Trump pardoned the Hammonds on July 10, 2018. The Ninth Circuit had sent the ranchers back to prison in 2016 to serve out the rest of a five-year minimum sentence required under the 1996 anti-terrorism law the ranchers were prosecuted under.
“In light of the grants of Executive Clemency, the years of imprisonment, and civil damages paid by the Hammonds, I find that it is consistent with the intent of the pardons – and in particular their reflections of the President’s judgement as to the seriousness of the Hammonds’ offenses – to renew the Hammonds’ permit for the duration of the term that would have commenced in 2014,” Zinke wrote in the order, first reported by The Oregonian.

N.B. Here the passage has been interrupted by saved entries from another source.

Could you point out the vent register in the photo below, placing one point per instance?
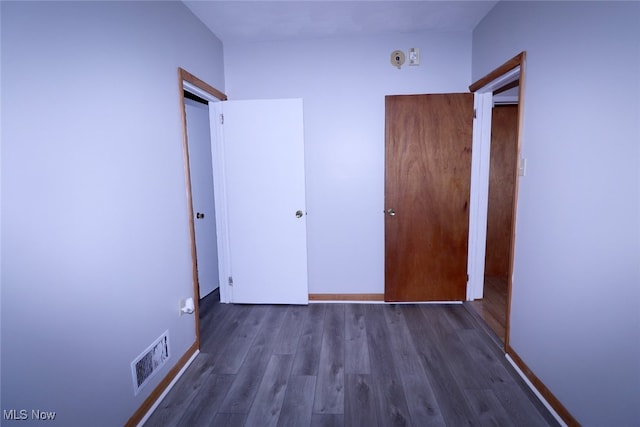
(147, 364)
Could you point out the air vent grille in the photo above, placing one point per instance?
(145, 366)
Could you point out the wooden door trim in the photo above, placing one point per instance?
(211, 93)
(490, 83)
(484, 85)
(516, 61)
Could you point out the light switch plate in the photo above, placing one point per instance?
(414, 56)
(522, 169)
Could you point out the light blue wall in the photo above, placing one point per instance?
(95, 239)
(343, 82)
(575, 312)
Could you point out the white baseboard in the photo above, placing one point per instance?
(166, 390)
(536, 392)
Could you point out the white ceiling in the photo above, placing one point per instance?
(280, 20)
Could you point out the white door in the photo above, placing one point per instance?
(265, 192)
(199, 143)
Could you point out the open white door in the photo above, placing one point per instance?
(265, 197)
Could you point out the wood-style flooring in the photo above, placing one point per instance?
(347, 365)
(492, 308)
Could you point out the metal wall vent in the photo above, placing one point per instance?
(145, 366)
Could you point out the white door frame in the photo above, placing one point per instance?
(479, 194)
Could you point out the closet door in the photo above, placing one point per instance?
(265, 191)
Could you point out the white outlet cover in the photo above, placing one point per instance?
(397, 58)
(414, 56)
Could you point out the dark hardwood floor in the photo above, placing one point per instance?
(492, 308)
(347, 365)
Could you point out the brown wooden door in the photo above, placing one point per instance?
(427, 181)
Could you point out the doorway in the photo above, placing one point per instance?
(492, 307)
(508, 80)
(193, 87)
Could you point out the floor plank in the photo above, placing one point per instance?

The Hammonds grazing permits will be up for renewal again in 2024. Zinke’s order came within days of his retirement, which he announced in mid-December. (RELATED: Zinke Says Cost Of Fending Off ‘False Allegations’ Prompted Resignation)
Chris Saeger, executive director of the Western Values Project, slammed Zinke’s last-minute decision.
“By allowing these lawbreaking extremists back on public lands, the Trump administration is sending the message that politics will always trump our American birthright,” Saeger said in a statement. “The American people must be made whole for the damage done to public lands by the Hammonds.”
The Hammonds’ reimprisonment sparked the Bundys’ takeover of the Malheur National Wildlife Refuge in Oregon in 2016.